Overlooking the corner of Division and North River, the hotel has been in Spokane since 1992 but has only recently had overwhelming trespassing issues. The hotel’s general manager, Julie Cohen, says she had to kick non-guests out of the hotel for trying to take out food and use their facilities.

“I’ve been working cemetery shifts where people would come in and intimidate our guests into coming through the door,” Cohen said. “The confrontation that usually happens when we ask them to leave is difficult.”

She feels sorry for the situation the intruders find themselves in; however, it causes discomfort among hotel guests and staff. They deal with break-ins, loitering, fires, storage and drug use in hotel bathrooms.

The most disruptive event in recent history was November 2020 when a homeless camp in a cave below the hotel set fire to the building’s natural gas pipeline. Owner Kent Clausen said they had to evacuate part of the hotel while flames shot into the pavement.

Clausen owns various hotels in several states.
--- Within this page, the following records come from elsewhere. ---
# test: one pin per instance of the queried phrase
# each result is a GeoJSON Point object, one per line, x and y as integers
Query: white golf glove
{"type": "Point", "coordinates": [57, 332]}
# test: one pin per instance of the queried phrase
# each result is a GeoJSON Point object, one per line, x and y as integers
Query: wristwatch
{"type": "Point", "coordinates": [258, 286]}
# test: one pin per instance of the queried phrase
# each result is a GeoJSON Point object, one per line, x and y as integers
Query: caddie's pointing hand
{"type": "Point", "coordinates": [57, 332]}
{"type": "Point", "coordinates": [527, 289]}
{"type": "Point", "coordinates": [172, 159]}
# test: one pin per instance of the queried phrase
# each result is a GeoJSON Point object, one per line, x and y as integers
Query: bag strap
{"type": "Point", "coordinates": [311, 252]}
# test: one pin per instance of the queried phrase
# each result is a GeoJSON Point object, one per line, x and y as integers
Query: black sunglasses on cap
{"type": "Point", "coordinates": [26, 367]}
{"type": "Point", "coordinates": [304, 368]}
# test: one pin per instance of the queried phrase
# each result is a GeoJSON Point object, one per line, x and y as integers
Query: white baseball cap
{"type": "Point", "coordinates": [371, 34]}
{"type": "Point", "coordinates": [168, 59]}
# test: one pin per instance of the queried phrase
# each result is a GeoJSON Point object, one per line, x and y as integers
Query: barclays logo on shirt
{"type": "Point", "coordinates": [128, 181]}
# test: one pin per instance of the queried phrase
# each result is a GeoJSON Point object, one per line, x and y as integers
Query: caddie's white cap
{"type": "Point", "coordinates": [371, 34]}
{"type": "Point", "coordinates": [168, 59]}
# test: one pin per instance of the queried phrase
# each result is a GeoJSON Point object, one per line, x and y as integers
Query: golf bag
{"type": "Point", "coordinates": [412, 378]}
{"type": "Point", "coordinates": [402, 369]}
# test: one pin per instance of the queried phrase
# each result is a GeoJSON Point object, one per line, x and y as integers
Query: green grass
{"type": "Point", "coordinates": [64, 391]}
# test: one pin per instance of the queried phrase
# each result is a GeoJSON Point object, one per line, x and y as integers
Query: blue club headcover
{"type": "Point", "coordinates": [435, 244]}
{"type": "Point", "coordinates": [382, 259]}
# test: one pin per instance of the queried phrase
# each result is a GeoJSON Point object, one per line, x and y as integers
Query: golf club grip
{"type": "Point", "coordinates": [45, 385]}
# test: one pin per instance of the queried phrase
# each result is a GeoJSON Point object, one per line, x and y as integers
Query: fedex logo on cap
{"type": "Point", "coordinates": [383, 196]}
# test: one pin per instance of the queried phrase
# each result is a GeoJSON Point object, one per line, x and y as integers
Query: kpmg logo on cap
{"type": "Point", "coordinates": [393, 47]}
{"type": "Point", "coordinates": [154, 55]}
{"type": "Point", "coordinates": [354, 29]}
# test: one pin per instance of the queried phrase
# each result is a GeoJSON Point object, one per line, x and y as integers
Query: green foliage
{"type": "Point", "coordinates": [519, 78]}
This place is the worst for trespassing.

“We don’t have any problems anywhere near here like here. It’s really no comparison, ”said Clausen.

It’s a problem that many local businesses and hotels in downtown Spokane face. Cohen is also the President of Spokane’s Hotel and Motel Association.

At the height of the pandemic, she spoke to Spokane City Council and Mayor Nadine Woodward via Zoom about the issues. Since that conversation, staff shortages and business growth have prevented them from pursuing longer-term solutions.

Holiday Inn Express staff will call the police when these issues arise, but there is little the police can do unless there is an actual crime.

Spokane PD Corporal Nick Briggs said that if a company made it clear to the perpetrator that trespassing was undesirable on their property, it gave the police more legal reasons to stand on it. He suggests hanging up signs verbally telling the perpetrators to leave the property.

This is not just an issue for Holiday Inn Express. Corporal Briggs said he had heard from several downtown businesses that there had been more trespassing by the homeless.